Later I put on a video of mantises mating and the female eating the male's head off. When that started she turned her head down. I would never say that aloud if my girlfriend weren't there to see and confirm it because it sounds ridiculous. But after I changed the video to something else she went back to being mesmerized by it. When the video stops then she wants to go back to crawling around.


----------



## Salmonsaladsandwich (Oct 8, 2015)

Well actually this is a european mantis, so she's not from asia.


----------



## Gizmo (Oct 8, 2015)

Really? Thanks for clarifying.

She was completely brown when I first found her, and she changed color into what you see now. I went off all I could find on identifying them and I thought she was a Chinese mantis.

It's making more and more sense now where she came from. Apparently there is a place in Oregon where a lot of them can be found in the spring and that's where the parcel probably went before she came to us.


----------



## dmina (Oct 8, 2015)

Well she sure seems to enjoy her new home... and being spoiled... Great pictures.. Love the story...


----------



## Deacon (Oct 9, 2015)

Your posting really tickled me. So cute! These Mantis religiosa (European) are also found wild in the state of Washington. My neighbor found one sitting on a bag of fertilizer (straw-colored just like yours) in University Place just a few blocks from me, and a young friend of my grandson found one in their garage at their ski cabin up in Packwood (it was the bright green variety.) They both took pictures and the distinct yellow and black cat's eye on the front legs shows on both of them so I identified them in my mantis book. Keeping The Praying Mantis by Orin A. McMonigle. It also said they are the State Insect of Connecticut.

Wish I would find one in the wild! Lucky you. I have only raised two chinese mantids so far.

Thanks for your posting. My dog watches other dogs on tv, too.


----------



## Gizmo (Oct 9, 2015)

Thanks! How close to Portland are you in Washington? I was told by coworkers that their kids love to go to the Troutdale Outlet Mall because they find a number of mantis in the parking lot. I want to say this happens in the springtime, but I will get more details. I know I'm going to go there when they say the best time is and I'll report back to you what I find. And don't feel bad: I've lived in Oregon my whole life (Vancouver now) and only ever saw one other mantis in the wild.

She not only doesn't mind her picture being taken, but she seems to look in the direction of the camera when it's on her after the first pic.

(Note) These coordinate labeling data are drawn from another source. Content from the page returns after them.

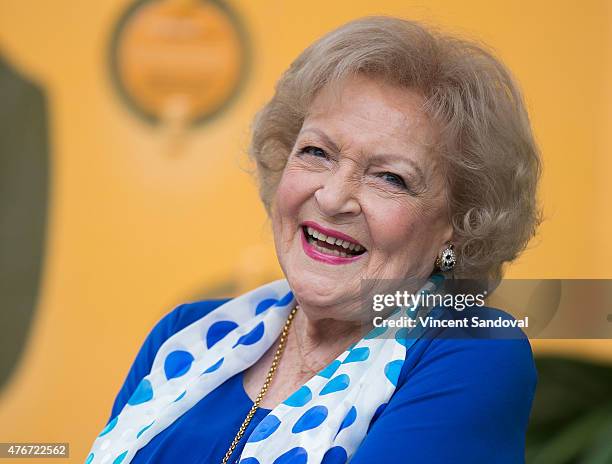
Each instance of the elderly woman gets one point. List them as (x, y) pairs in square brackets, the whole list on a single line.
[(387, 152)]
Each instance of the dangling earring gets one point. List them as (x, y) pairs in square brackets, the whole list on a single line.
[(447, 259)]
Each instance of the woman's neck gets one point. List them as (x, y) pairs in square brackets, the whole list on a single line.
[(320, 341)]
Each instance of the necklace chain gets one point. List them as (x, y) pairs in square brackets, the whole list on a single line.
[(264, 388)]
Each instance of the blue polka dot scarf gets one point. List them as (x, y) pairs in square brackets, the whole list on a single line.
[(325, 420)]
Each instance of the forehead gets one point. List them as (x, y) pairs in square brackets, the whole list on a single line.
[(362, 112)]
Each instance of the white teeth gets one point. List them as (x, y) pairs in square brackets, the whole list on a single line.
[(333, 241), (342, 254)]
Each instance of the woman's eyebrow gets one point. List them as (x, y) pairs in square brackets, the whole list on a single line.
[(324, 136), (377, 158), (390, 157)]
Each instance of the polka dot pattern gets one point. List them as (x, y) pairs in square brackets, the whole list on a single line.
[(297, 455), (310, 419), (300, 397), (218, 331), (120, 458), (349, 419), (144, 429), (252, 337), (214, 367), (142, 394), (110, 426), (265, 428), (392, 371), (335, 455), (177, 363), (334, 407)]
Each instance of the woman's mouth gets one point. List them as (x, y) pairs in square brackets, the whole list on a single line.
[(329, 247)]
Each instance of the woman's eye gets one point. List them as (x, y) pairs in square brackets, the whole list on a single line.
[(315, 151), (393, 179)]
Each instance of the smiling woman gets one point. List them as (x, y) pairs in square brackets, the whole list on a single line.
[(389, 151)]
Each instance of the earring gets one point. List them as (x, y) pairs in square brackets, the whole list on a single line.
[(447, 259)]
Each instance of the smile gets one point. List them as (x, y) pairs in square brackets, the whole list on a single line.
[(329, 246)]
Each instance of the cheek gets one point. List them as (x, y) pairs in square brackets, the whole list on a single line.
[(398, 226), (293, 190)]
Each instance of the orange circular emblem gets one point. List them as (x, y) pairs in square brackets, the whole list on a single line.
[(178, 58)]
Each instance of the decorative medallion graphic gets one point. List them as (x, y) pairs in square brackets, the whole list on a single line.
[(178, 59)]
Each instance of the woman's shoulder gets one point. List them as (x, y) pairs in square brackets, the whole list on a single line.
[(475, 364), (475, 347), (172, 322), (187, 313), (473, 394)]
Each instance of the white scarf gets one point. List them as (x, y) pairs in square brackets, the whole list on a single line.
[(327, 417)]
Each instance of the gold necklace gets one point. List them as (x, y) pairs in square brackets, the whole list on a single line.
[(264, 388)]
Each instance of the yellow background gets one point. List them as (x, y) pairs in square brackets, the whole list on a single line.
[(141, 220)]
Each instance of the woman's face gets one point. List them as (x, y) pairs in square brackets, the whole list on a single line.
[(360, 173)]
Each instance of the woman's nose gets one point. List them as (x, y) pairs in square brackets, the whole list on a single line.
[(337, 195)]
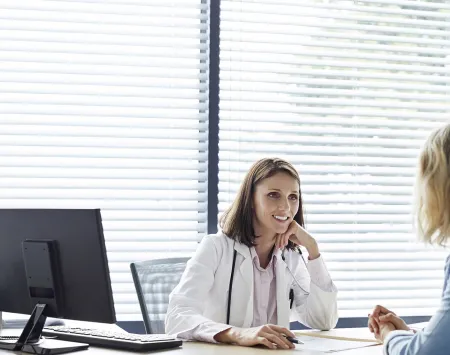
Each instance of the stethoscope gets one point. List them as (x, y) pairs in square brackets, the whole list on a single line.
[(291, 291)]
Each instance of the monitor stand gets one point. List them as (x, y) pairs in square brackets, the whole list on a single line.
[(31, 340)]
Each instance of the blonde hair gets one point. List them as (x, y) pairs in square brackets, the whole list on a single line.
[(433, 188), (237, 220)]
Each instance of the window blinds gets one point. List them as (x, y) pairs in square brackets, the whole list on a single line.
[(346, 91), (103, 104)]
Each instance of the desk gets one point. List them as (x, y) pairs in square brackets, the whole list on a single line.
[(195, 348)]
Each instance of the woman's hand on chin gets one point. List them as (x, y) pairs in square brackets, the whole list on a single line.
[(299, 236)]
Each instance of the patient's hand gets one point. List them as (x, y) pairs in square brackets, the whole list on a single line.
[(382, 321)]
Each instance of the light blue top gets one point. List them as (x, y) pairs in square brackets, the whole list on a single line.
[(434, 339)]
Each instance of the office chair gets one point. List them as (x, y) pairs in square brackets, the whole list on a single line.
[(154, 280)]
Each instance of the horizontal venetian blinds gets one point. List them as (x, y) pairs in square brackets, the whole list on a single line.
[(346, 91), (103, 104)]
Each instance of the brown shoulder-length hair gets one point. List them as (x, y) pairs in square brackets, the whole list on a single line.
[(237, 220), (433, 189)]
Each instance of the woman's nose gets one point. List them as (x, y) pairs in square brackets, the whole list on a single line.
[(283, 205)]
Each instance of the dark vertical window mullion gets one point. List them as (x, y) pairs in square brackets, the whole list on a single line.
[(213, 130)]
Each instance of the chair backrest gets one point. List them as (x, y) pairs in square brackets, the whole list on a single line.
[(154, 280)]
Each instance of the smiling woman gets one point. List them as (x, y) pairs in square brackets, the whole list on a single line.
[(243, 283)]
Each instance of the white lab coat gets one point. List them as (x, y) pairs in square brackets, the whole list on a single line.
[(202, 294)]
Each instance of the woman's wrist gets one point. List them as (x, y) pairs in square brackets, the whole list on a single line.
[(227, 336)]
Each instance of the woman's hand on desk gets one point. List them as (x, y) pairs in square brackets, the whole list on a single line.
[(271, 336), (382, 321)]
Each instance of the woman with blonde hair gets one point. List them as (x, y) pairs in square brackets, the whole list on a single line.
[(433, 222), (243, 282)]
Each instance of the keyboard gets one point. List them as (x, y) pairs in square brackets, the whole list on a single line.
[(109, 339)]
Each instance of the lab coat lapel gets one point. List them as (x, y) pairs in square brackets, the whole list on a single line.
[(246, 273), (283, 310)]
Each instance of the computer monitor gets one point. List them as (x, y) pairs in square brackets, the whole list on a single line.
[(53, 263)]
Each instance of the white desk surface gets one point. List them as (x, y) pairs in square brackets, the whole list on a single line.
[(196, 348)]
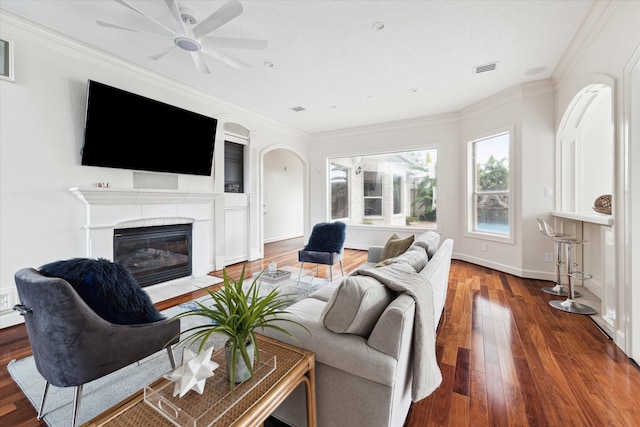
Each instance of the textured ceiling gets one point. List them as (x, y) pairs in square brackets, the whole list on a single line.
[(328, 59)]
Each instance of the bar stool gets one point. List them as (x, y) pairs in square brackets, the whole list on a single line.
[(570, 305), (559, 289)]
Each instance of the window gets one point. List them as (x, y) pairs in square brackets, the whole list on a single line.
[(397, 194), (373, 193), (395, 189), (339, 177), (490, 207)]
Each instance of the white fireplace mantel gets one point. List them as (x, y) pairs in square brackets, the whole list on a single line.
[(110, 208), (124, 196)]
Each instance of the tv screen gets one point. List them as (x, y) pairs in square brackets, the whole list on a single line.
[(129, 131)]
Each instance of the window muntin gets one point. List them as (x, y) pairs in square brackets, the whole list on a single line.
[(339, 177), (394, 189), (490, 211), (372, 186), (397, 194)]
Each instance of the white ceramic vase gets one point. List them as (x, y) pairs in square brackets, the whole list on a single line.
[(242, 372)]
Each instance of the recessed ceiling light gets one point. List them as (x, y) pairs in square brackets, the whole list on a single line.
[(535, 71)]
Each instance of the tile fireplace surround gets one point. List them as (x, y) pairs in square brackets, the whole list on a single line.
[(109, 208)]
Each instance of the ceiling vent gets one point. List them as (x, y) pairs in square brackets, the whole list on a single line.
[(484, 68)]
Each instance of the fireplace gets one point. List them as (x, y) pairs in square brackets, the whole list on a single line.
[(154, 254)]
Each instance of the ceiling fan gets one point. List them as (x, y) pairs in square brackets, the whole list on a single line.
[(192, 36)]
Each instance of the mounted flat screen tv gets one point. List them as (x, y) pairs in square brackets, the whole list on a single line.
[(128, 131)]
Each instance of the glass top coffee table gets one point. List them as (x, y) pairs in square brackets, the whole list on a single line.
[(247, 408)]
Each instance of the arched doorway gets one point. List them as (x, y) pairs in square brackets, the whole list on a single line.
[(283, 177), (585, 170), (584, 153)]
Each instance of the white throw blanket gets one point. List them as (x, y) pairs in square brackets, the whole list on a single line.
[(402, 277)]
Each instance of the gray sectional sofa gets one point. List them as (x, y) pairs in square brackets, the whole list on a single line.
[(362, 334)]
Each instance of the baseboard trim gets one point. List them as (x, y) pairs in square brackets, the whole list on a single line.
[(527, 274)]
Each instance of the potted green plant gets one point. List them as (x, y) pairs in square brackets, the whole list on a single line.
[(237, 313)]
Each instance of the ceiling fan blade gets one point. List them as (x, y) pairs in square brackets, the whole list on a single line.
[(201, 66), (231, 43), (227, 59), (217, 19), (125, 4), (120, 27), (175, 11), (161, 54)]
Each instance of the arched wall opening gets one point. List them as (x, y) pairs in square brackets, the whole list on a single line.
[(283, 193), (585, 150)]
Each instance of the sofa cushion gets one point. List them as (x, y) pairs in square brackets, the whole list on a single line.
[(395, 246), (416, 257), (356, 305), (429, 241), (108, 288)]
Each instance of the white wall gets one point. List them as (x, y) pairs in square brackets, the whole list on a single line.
[(612, 39), (527, 110), (41, 133), (283, 195), (439, 132)]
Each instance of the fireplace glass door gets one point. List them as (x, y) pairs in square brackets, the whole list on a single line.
[(154, 254)]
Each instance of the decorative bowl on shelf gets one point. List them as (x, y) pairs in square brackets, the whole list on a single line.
[(603, 204)]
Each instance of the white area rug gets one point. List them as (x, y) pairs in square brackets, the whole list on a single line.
[(103, 393)]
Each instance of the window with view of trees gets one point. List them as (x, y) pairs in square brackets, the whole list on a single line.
[(490, 205), (339, 177), (396, 189), (397, 194), (372, 193)]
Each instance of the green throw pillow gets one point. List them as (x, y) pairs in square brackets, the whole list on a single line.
[(395, 246)]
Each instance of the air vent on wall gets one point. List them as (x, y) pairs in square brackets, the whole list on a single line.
[(484, 68)]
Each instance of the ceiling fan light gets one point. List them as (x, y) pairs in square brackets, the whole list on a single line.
[(187, 44)]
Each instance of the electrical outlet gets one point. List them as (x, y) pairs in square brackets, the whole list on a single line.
[(7, 298)]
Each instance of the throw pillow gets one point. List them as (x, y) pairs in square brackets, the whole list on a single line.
[(108, 288), (356, 305), (395, 246), (429, 241)]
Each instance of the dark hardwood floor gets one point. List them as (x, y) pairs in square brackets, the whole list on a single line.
[(507, 357)]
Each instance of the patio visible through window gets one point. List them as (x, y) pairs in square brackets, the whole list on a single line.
[(395, 189), (490, 196)]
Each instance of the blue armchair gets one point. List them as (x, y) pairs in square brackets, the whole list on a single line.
[(325, 246)]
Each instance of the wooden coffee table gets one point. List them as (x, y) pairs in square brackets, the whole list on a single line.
[(293, 366)]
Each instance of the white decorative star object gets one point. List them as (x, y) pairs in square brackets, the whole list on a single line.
[(193, 372)]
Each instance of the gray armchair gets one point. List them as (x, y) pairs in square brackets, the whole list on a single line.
[(72, 345)]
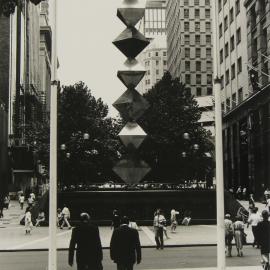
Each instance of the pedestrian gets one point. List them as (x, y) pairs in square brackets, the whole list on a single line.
[(66, 217), (263, 235), (159, 220), (174, 214), (253, 220), (228, 234), (85, 239), (40, 218), (115, 219), (21, 201), (238, 228), (28, 221), (125, 247)]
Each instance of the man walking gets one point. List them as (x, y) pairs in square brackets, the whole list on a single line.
[(87, 240), (125, 247), (263, 237), (159, 221)]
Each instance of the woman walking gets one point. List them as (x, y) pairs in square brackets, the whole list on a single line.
[(238, 228), (28, 221)]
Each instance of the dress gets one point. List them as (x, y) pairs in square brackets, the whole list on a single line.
[(238, 230)]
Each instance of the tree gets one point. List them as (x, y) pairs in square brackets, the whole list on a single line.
[(91, 159), (174, 111)]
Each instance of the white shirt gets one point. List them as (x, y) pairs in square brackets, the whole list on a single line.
[(254, 219)]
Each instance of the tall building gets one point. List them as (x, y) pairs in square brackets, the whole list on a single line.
[(154, 57), (154, 20), (190, 51), (232, 52), (246, 123)]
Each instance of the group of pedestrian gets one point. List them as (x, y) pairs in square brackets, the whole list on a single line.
[(125, 247)]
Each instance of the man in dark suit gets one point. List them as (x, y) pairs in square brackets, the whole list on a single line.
[(89, 250), (125, 247)]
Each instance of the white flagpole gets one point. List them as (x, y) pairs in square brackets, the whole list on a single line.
[(52, 258), (221, 262)]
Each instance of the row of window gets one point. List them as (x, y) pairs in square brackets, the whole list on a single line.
[(233, 71), (198, 39), (196, 2), (198, 78), (197, 13), (197, 52), (198, 66), (147, 63), (237, 6), (197, 26)]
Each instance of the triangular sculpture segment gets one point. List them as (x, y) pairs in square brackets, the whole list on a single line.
[(131, 171), (132, 135), (131, 105), (130, 78), (131, 42), (130, 16)]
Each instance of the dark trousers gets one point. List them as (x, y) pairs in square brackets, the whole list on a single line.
[(159, 237), (126, 266)]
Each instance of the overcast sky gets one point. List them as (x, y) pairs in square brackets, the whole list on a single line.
[(86, 29)]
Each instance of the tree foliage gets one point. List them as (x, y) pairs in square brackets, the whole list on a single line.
[(174, 111)]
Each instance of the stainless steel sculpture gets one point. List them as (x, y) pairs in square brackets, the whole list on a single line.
[(131, 104)]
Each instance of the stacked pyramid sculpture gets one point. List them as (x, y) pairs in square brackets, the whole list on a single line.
[(131, 105)]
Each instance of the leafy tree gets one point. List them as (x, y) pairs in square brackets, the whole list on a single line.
[(174, 111), (91, 159)]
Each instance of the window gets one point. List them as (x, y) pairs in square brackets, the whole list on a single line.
[(187, 39), (232, 43), (198, 66), (208, 39), (220, 30), (208, 65), (237, 7), (227, 77), (187, 78), (208, 26), (186, 13), (240, 95), (207, 13), (238, 35), (221, 56), (198, 78), (231, 15), (209, 78), (208, 52), (198, 52), (233, 100), (239, 65), (209, 91), (222, 81), (186, 26), (225, 23), (233, 71), (197, 26), (197, 39), (187, 65), (226, 50)]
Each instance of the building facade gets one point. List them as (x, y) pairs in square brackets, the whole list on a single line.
[(246, 125), (190, 51)]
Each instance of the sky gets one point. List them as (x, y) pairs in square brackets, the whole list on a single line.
[(86, 29)]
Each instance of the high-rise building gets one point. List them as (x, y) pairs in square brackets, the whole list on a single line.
[(232, 52), (154, 20), (190, 51)]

I warned my girlfriend against taking a pic when she's eating as it may startle her and cause her to stop, but she doesn't seem to mind one bit. If anything she'll pose and go back to munching






And I'm not sure if anyone else has had this, but when we come home and she sees us, she excitedly taps at the lid window until we let her out or leave again






I tested this a few times by sneaking in quiet and watching her when she didn't know I was there, then I made a point to directly stand over the hatch door, and sure enough she gets all excited until I let her out. Anyone else have this happen? Also she doesn't like going back into her enclosure, no matter it's shape or size. Putting her down on the bed or whatever, she's happy with, but when it's time to go back in she acts like a brat.


----------



## Salmonsaladsandwich (Oct 9, 2015)

Many of mine do that too, especially chinese but also european. I think it's actually just because they become frightened and agitated at your approach.


----------



## CosbyArt (Oct 9, 2015)

Gizmo said:


> ...
> I tested this a few times by sneaking in quiet and watching her when she didn't know I was there, then I made a point to directly stand over the hatch door, and sure enough she gets all excited until I let her out. Anyone else have this happen? Also she doesn't like going back into her enclosure, no matter it's shape or size. Putting her down on the bed or whatever, she's happy with, but when it's time to go back in she acts like a brat.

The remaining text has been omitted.